When, exactly, the age verification law will come into effect has still to be determined and it is also the case anyway that because the Lords changed the Bill it has to go back to the Commons to see if they agree. I think it is likely they will but unless and until that has happened we should all keep the champagne on ice.
In relation to the age verification provisions, it will, of course, be vital to monitor the efficacy of the new arrangements. As the various clauses came under intense scrutiny in the Lords a few rough edges were revealed in terms of the definitions to be used in relation to the sorts of material which the Regulator ought to disallow on a site that wants to be accepted as being an age verified site.
However, in responding to various points coming from the opposition parties the Minister made two telling comments:
We absolutely do not intend to create a regime that unintentionally legitimises all types of sexually explicit content as long as age verification controls are in place. We are most definitely not saying that material not allowed under other legislation is allowed if age verification is in place.
That is why (we make) it absolutely clear that content behind age verification controls can still be subject to criminal sanctions provided by existing legislation.
- But we concede that there is unfinished business here. Having protected children, we still need to examine other online safety issues ….. my department is leading cross-government work on an internet safety strategy that aims to make the UK the safest place in the world to go online.
The Minister, not unfairly, made the further observation that the prime focus of Part 3 of the Bill had been to achieve a higher degree of online child safety by establishing an age verification regime for commercial pornography websites. This is a world first for a liberal democracy and goodness knows there is much that needs to be done to get it all working properly and in a privacy-respecting manner.
It was never envisaged that the Bill was to be a trigger for a wider debate about what sorts of pornography are more or less acceptable, whether being viewed by children or not.
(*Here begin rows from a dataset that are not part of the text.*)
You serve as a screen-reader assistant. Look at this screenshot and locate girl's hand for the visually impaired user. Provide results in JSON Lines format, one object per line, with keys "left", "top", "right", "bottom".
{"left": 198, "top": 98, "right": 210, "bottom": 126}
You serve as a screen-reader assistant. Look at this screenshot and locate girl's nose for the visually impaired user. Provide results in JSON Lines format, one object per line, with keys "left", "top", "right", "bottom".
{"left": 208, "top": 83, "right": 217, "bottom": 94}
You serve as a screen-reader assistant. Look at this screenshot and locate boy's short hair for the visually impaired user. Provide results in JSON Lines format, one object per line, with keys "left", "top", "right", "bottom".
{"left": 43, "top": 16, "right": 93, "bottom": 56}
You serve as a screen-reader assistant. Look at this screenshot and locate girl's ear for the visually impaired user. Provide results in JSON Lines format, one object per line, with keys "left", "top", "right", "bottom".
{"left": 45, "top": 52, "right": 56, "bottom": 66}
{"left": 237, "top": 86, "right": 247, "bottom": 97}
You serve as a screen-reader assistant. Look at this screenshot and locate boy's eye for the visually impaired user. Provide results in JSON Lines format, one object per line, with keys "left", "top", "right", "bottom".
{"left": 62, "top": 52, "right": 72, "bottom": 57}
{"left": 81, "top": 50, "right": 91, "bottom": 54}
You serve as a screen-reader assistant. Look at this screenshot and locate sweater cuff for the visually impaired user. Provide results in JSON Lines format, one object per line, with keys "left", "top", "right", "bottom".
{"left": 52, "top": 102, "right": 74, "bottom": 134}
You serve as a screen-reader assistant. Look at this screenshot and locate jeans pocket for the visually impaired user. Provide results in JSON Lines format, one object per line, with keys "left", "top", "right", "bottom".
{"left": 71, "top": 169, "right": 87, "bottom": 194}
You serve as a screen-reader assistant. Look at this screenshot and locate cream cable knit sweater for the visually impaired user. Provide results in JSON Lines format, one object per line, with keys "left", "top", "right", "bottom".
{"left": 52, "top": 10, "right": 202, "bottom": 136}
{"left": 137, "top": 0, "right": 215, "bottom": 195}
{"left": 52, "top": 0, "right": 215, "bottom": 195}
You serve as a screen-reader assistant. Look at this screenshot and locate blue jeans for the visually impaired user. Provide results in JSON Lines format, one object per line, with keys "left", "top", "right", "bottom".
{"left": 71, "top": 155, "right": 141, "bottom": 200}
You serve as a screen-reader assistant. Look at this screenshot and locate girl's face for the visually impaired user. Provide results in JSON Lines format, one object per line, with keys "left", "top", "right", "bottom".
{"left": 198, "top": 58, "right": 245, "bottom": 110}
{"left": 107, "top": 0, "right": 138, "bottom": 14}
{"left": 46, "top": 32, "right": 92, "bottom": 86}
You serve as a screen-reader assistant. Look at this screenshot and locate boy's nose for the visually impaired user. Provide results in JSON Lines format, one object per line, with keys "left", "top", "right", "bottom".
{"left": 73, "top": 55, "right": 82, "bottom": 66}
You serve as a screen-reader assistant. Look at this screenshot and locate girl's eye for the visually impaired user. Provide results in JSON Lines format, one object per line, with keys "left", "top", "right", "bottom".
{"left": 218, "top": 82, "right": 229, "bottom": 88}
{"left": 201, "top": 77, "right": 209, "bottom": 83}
But just because children cannot view certain types of material, because they are behind an age verification wall, it does not mean that its continued availability to adults does not constitute a threat to children. Such material might encourage, promote or appear to legitimize or condone harmful behaviours which either directly or indirectly put children at risk. That was most certainly the view expressed by several Peers who tried, unsuccessfully, to get the House of Lords to adopt a more expansive remit. Nevertheless, in the cross-government exercise to which the Minister referred perhaps these matters can be looked at with a view to bringing in new legislation if necessary.
However, to return to the Minister’s remarks about ….We are most definitely not saying that material not allowed under other legislation is allowed if age verification is in place.
Does this mean that if the Regulator finds any such material it must require it to be removed? It would look very odd indeed, would it not, if a web site owner were ever charged with breaking the law for publishing material found on an age verified web site when that same site had been given the green light under a system ushered in by an Act of Parliament? Hey ho. It all adds to the gaiety of the nation.